Steering Large Language Models through the DMTA Cycle: Structure-Based Drug Design via Knowledge-Driven Bi-Level Thompson Sampling
Abstract
Structure-based drug design (SBDD) can be effectively realized through an iterative refinement via the Design-Make-Test-Analyze (DMTA) cycle, which is a common workflow used by human experts. However, most LLMs function as one-shot generators that lack feedback mechanisms, leaving the DMTA loop disconnected. In this work, we propose K-BTS, a Knowledge-Driven Bi-level Thompson Sampling framework that formalizes iterative SBDD as a Dynamic Hierarchical Multi-Armed Bandit problem.

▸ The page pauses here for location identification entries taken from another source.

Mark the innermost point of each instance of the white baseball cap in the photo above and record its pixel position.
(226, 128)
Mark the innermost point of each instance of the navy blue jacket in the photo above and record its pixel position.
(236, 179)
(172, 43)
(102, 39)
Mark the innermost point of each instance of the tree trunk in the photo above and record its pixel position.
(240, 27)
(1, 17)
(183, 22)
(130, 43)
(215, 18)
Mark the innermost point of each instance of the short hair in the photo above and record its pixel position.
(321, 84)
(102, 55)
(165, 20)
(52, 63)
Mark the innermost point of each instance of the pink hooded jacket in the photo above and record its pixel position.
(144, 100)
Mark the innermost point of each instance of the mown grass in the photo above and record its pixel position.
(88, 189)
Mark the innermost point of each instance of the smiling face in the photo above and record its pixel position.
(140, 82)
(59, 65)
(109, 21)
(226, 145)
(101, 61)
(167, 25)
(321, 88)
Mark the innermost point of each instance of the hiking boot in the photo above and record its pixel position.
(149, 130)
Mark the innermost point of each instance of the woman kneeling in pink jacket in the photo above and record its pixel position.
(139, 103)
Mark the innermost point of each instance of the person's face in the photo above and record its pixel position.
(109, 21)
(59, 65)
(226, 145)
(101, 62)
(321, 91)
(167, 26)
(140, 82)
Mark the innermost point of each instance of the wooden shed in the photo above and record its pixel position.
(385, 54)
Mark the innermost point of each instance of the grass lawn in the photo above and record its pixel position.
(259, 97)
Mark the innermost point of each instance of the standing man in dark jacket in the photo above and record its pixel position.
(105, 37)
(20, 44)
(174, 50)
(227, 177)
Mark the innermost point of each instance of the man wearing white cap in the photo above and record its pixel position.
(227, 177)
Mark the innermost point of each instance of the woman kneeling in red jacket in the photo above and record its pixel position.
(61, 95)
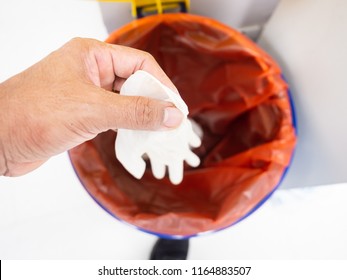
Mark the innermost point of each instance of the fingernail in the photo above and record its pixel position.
(172, 117)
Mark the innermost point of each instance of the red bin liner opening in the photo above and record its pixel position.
(236, 93)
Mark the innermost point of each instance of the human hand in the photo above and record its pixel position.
(67, 99)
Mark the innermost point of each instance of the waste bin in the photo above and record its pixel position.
(236, 93)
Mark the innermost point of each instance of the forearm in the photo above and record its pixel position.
(3, 113)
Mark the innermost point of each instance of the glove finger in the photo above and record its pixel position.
(194, 140)
(158, 168)
(192, 159)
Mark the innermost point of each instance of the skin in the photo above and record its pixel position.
(71, 96)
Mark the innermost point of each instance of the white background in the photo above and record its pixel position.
(48, 215)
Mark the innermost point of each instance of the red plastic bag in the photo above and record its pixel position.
(235, 91)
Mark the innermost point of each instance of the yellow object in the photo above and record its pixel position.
(151, 6)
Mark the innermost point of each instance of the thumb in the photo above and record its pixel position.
(135, 112)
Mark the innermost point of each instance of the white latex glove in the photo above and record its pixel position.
(163, 148)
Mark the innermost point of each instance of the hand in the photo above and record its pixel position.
(69, 97)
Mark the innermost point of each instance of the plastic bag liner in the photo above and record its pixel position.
(236, 93)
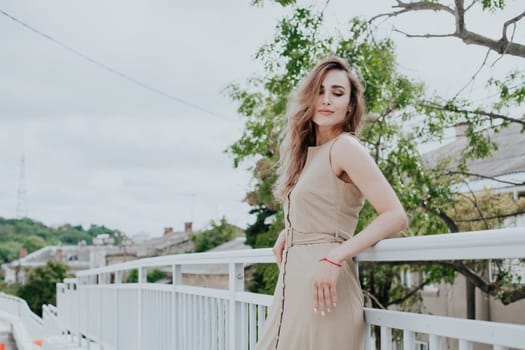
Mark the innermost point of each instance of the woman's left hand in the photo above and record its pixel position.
(325, 292)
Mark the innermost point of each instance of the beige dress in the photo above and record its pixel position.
(320, 213)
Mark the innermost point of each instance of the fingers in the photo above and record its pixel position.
(316, 299)
(325, 298)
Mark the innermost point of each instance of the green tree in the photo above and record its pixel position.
(32, 243)
(393, 100)
(40, 286)
(152, 276)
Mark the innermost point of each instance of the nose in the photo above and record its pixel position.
(326, 98)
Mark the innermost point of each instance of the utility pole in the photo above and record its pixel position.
(21, 204)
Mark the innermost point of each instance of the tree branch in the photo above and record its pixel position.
(502, 45)
(476, 112)
(509, 22)
(485, 177)
(410, 293)
(493, 289)
(424, 35)
(501, 216)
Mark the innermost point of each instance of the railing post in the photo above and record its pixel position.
(236, 279)
(176, 279)
(436, 342)
(142, 278)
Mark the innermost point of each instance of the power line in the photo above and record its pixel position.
(113, 70)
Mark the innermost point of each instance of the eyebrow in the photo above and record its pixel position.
(335, 87)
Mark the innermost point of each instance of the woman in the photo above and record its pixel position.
(324, 176)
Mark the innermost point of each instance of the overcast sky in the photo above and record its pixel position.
(100, 149)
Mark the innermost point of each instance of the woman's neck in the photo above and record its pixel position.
(324, 134)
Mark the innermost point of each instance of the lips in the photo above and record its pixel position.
(325, 112)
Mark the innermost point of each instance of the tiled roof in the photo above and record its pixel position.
(508, 158)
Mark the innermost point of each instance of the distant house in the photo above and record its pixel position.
(216, 275)
(79, 257)
(171, 242)
(502, 172)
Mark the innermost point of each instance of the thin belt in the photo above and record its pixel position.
(295, 237)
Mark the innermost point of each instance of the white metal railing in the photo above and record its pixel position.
(26, 326)
(144, 315)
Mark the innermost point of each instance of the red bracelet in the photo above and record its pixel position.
(330, 261)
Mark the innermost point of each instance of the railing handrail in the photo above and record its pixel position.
(488, 244)
(485, 332)
(24, 322)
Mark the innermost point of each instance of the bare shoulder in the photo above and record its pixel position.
(346, 144)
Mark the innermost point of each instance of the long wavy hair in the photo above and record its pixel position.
(299, 132)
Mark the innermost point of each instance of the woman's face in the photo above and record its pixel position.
(332, 102)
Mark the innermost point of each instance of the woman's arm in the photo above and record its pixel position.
(350, 157)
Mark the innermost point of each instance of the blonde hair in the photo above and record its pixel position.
(299, 132)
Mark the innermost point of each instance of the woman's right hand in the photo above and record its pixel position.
(278, 247)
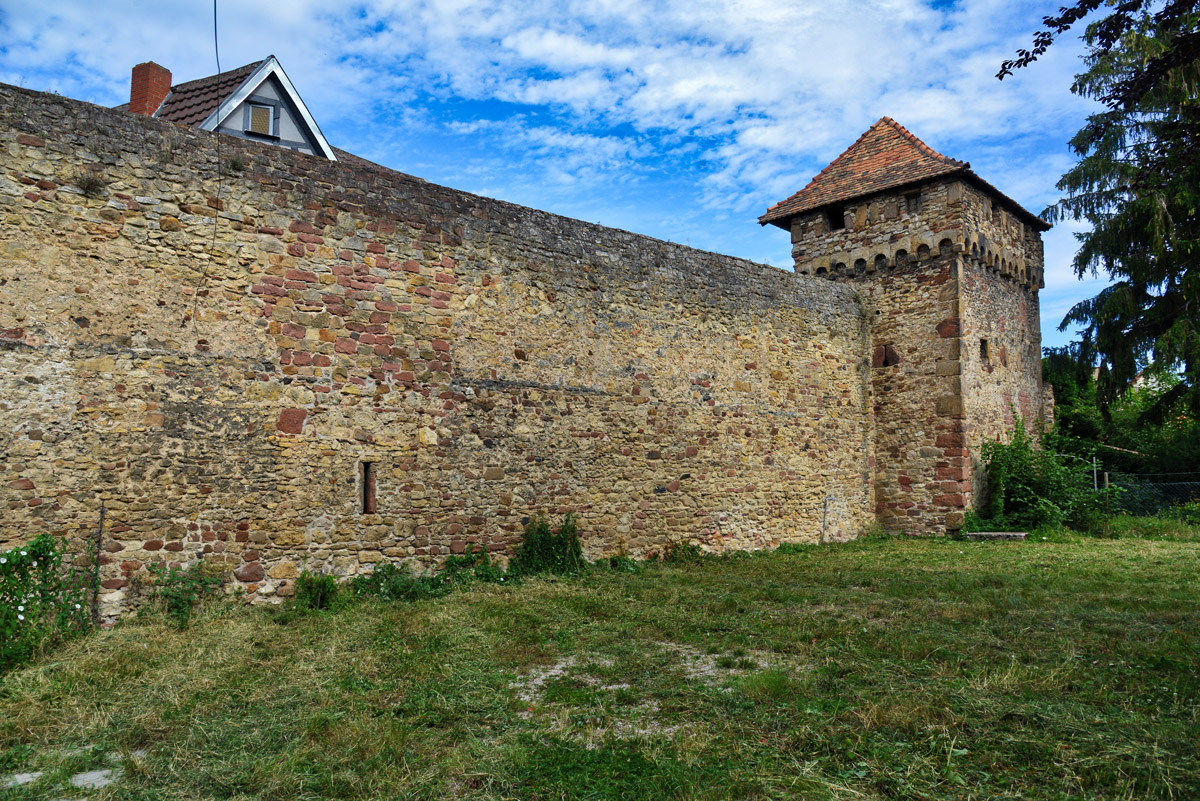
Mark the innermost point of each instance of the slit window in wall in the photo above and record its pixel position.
(837, 217)
(367, 501)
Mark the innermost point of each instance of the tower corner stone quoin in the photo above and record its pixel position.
(330, 365)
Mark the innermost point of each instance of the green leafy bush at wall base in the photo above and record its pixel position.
(1031, 486)
(40, 603)
(390, 582)
(316, 591)
(178, 590)
(545, 550)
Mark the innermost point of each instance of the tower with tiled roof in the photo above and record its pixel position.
(948, 269)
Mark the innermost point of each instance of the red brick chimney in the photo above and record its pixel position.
(149, 88)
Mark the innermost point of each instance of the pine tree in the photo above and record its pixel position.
(1138, 184)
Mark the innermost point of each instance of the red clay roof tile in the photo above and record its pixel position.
(887, 156)
(191, 103)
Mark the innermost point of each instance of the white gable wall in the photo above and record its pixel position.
(289, 131)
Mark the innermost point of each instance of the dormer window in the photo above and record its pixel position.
(261, 120)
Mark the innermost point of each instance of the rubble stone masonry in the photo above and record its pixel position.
(949, 278)
(268, 361)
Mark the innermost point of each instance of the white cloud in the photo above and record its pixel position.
(726, 106)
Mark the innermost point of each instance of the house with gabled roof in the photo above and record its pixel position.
(316, 362)
(257, 101)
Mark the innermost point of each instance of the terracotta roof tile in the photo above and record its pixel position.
(191, 103)
(885, 157)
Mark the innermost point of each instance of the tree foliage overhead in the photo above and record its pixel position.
(1138, 184)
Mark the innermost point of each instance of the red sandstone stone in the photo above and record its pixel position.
(250, 572)
(949, 327)
(291, 421)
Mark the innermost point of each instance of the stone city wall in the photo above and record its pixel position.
(940, 267)
(299, 363)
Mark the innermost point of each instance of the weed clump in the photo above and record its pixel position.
(683, 553)
(545, 550)
(390, 582)
(178, 590)
(40, 603)
(90, 182)
(316, 591)
(1030, 486)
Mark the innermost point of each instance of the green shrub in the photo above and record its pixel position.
(315, 591)
(624, 564)
(474, 565)
(40, 603)
(1031, 486)
(178, 590)
(389, 582)
(544, 550)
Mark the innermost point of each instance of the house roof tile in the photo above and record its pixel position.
(887, 156)
(192, 102)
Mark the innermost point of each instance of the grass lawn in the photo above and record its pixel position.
(1066, 668)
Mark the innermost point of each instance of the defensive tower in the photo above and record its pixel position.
(949, 270)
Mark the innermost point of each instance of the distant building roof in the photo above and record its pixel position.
(209, 103)
(195, 101)
(887, 156)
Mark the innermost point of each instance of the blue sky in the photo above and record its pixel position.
(679, 119)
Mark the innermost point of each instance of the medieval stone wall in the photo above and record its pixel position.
(941, 267)
(268, 361)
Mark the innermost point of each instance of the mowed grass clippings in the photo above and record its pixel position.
(882, 669)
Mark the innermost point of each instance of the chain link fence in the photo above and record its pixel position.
(1151, 493)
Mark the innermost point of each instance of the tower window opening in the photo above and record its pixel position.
(369, 488)
(837, 217)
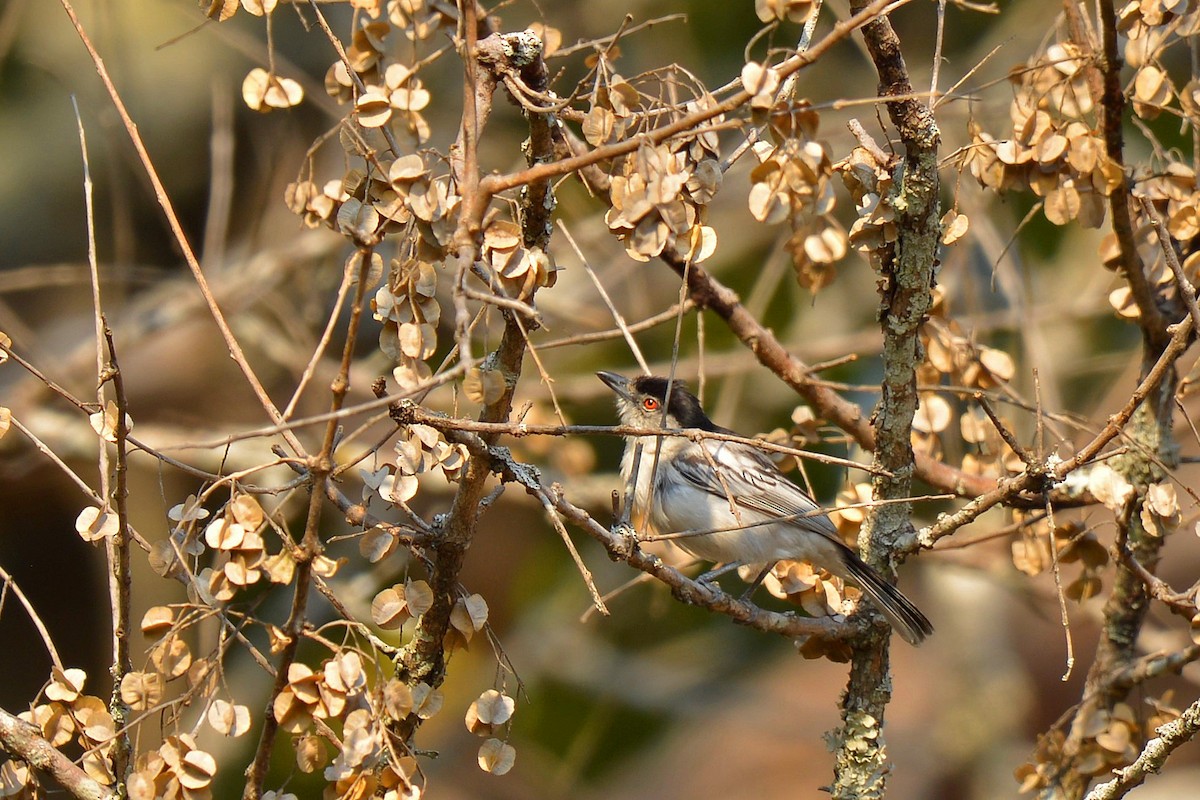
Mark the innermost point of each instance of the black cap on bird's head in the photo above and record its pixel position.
(640, 402)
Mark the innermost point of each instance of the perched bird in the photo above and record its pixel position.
(732, 489)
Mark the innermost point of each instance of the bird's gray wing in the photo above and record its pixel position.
(753, 482)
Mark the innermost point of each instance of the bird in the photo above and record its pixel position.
(751, 511)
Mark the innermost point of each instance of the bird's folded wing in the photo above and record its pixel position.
(751, 481)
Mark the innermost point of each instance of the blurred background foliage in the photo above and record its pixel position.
(658, 701)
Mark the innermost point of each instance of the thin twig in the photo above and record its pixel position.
(177, 228)
(607, 301)
(42, 631)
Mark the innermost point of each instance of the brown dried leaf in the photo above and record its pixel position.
(228, 720)
(142, 690)
(496, 757)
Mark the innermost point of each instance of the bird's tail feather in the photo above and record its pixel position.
(905, 618)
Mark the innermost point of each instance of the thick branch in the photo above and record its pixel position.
(24, 741)
(1152, 756)
(906, 290)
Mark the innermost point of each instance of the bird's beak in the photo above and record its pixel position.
(619, 384)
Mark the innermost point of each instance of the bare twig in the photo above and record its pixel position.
(178, 232)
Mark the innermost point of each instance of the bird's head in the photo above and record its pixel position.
(642, 400)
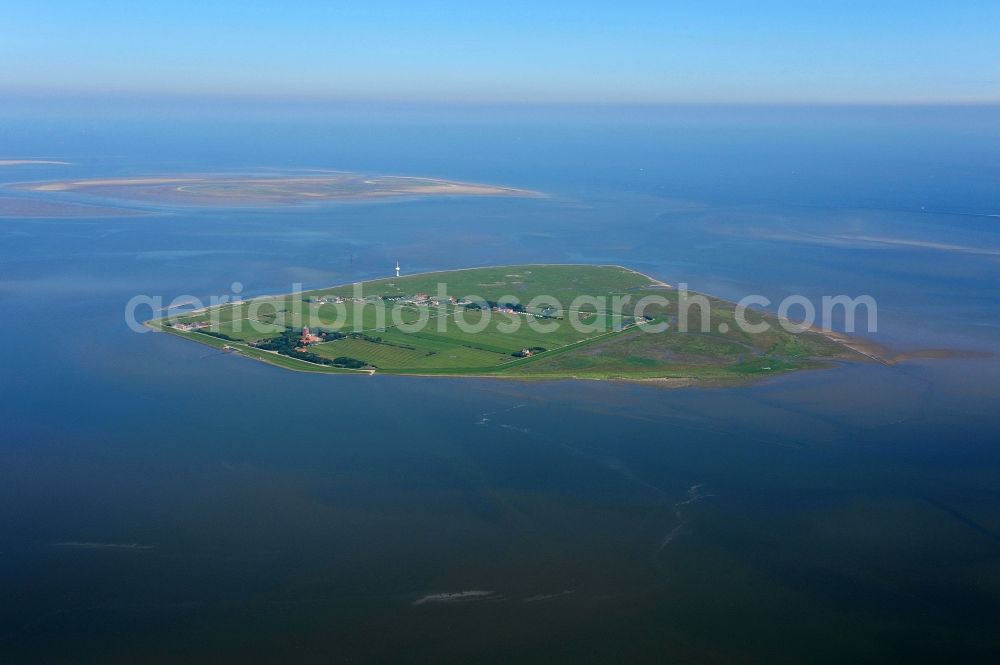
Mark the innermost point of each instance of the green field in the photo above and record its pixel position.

K-BTS closes the DMTA loop by decoupling decisions into two levels: an upper-level policy that prioritizes high-potential molecular lineages and a lower-level mechanism that retrieves explicit chemical rules to guide LLM generation. By integrating a dual-level Bayesian update, the framework transforms sparse docking scores into reusable experience. On the CrossDocked2020 benchmark, K-BTS achieves a state-of-the-art Top-1 average docking score. The results from diverse dimensions show that K-BTS ensures search determinism through a smooth, monotonic convergence that synchronizes structural drift with affinity improvement.